We'll need to define deriv functions for each Expr like so.

The final state of code should look like the following.

from numbers import Number
from typing import Dict


class Expr:
    pass


class BinOp(Expr):
    def __init__(self, left: Expr, right: Expr, operator: str):
        self.left = left
        self.right = right
        self.operator = operator

    def __str__(self) -> str:
        return f"({self.left}{self.operator}{self.right})"

    def eval(self, input: Dict[str, Number]) -> Number:
        left_eval = self.left.eval(input)
        right_eval = self.right.eval(input)
        return eval(f"{left_eval}{self.operator}{right_eval}")

    def deriv(self, var: str) -> Expr:
        if self.operator == "+":
            return BinOp(self.left.deriv(var), self.right.deriv(var), "+")
        elif self.operator == "*":
            return BinOp(BinOp(self.left.deriv(var), self.right, "*"),
                         BinOp(self.left, self.right.deriv(var), "*"), "+")


class Const(Expr):
    def __init__(self, val: Number):
        self.val = val

    def __str__(self) -> str:
        return str(self.val)

    def eval(self, input: Dict[str, Number]) -> Number:
        return self.val

    def deriv(self, var: str) -> Expr:
        return Const(0)


class Var(Expr):
    def __init__(self, name: str):
        self.name = name

    def __str__(self) -> str:
        return self.name

    def eval(self, input: Dict[str, Number]) -> Number:
        return input[self.name]

    def deriv(self, var: str) -> Expr:
        if self.name == var:
            return Const(1)
        else:
            return Const(0)

And for our examples ...

# x2 + xy + y3
a = BinOp(Var("x"), Var("x"), "*")
b = BinOp(Var("x"), Var("y"), "*")
c = BinOp(Var("y"), BinOp(Var("y"), Var("y"), "*"), "*")
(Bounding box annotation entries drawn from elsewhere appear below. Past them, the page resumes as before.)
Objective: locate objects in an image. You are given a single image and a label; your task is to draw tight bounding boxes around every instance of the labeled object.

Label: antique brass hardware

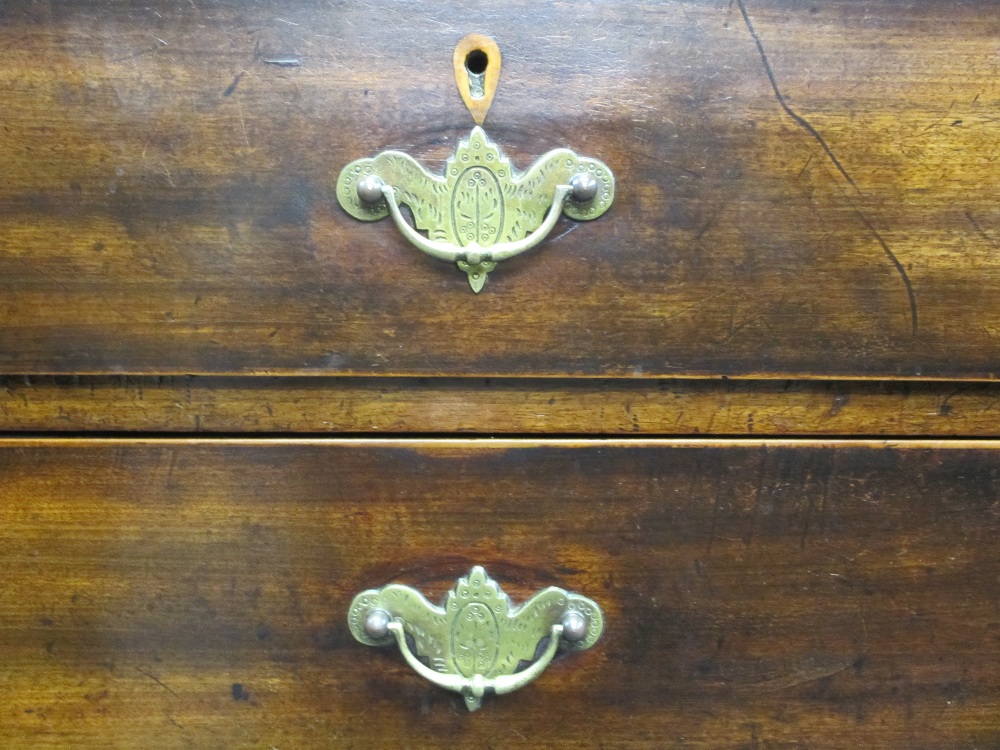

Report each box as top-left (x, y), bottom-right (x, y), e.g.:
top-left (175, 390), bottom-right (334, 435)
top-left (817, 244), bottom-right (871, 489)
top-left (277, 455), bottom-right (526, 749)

top-left (337, 34), bottom-right (615, 293)
top-left (348, 565), bottom-right (604, 711)
top-left (337, 126), bottom-right (615, 292)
e5 = BinOp(a, BinOp(b, c, "+"), "+")
e5x = e5.deriv("x")
e5y = e5.deriv("y")

print(f"e5: {e5}")
print(f"e5x: {e5x}")
print(f"e5y: {e5y}")

input = {"x": 1, "y": 1}
print(f"e5.eval(input): {e5.eval(input)}")
print(f"e5x.eval(input): {e5x.eval(input)}")
print(f"e5y.eval(input): {e5y.eval(input)}")

# e5: ((x*x)+((x*y)+(y*(y*y))))
# e5x: (((1*x)+(x*1))+(((1*y)+(x*0))+((0*(y*y))+(y*((0*y)+(y*0))))))
# e5y: (((0*x)+(x*0))+(((0*y)+(x*1))+((1*(y*y))+(y*((1*y)+(y*1))))))
# e5.eval(input): 3
# e5x.eval(input): 3
# e5y.eval(input): 4

Now we can map input parameters to outputs to find local and absolute minimums and maximums in functions. But we could probably spare the number of parenthesis ... but we'll get to that next time.

These types of software patterns and data aggregations are some of the tools used in machine learning and neural nets in order to make recommendations on all kinds of things like image recognition, structure identification, natural language processing, optical character recognition, and more!